PNC » Topics » 10. Withholding Taxes; Compliance with Internal Revenue Code Section 409A .

This excerpt taken from the PNC 10-Q filed May 9, 2007.

10. Withholding Taxes; Compliance with Internal Revenue Code Section 409A.

Where Grantee has not previously satisfied all applicable withholding tax obligations, PNC will, at the time the tax withholding obligation arises in connection herewith, retain an amount sufficient to satisfy the minimum amount of taxes then required to be withheld by the Corporation in connection therewith from any amounts then payable hereunder to Grantee. To the extent that any payment hereunder is settled in cash, the Corporation will withhold first from such cash portion of the payment and, if that is not sufficient or if there is no such cash portion, the Corporation will then retain whole shares of PNC common stock from amounts payable to Grantee hereunder in the form of shares, until such withholdings in the aggregate are sufficient to satisfy such minimum required withholding obligations.
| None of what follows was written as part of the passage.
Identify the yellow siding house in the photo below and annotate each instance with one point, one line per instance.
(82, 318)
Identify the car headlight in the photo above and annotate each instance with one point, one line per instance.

For purposes of this Section 10, shares of PNC common stock retained to satisfy applicable withholding tax requirements will be valued at their Fair Market Value on the date the tax withholding obligation arises.

PNC will not retain more than the number of shares sufficient to satisfy the minimum amount of taxes then required to be withheld in connection herewith after any cash portion of the amounts payable hereunder has already been withheld for such purpose. If Grantee desires to have an additional amount withheld above the required minimum, up to Grantee’s W-4 obligation if higher, and if PNC so permits, Grantee may elect to satisfy this additional withholding by payment of cash. If Grantee’s W-4 obligation does not exceed the required minimum withholding in connection herewith, no additional withholding may be made.

If any provision of the Agreement contravenes Section 409A of the Internal Revenue Code or any regulations or Treasury guidance promulgated thereunder, PNC shall reform such provision to maintain to the maximum extent practicable the original intent of the applicable provision without violating the provisions of Section 409A of the Internal Revenue Code, and shall take such other actions as may be necessary to preserve the economic result to Grantee as contemplated under this Agreement, provided that nothing herein shall limit any rights that Grantee may have to a Section 409A gross-up under his Employment Letter Agreement.

11. Employment. Neither the granting of the Restricted Share Units with Dividend Equivalents nor any term or provision of the Agreement shall constitute or be evidence of any understanding, expressed or implied, on the part of PNC or any subsidiary to employ Grantee for any period or in any way alter Grantee’s status as an employee at will.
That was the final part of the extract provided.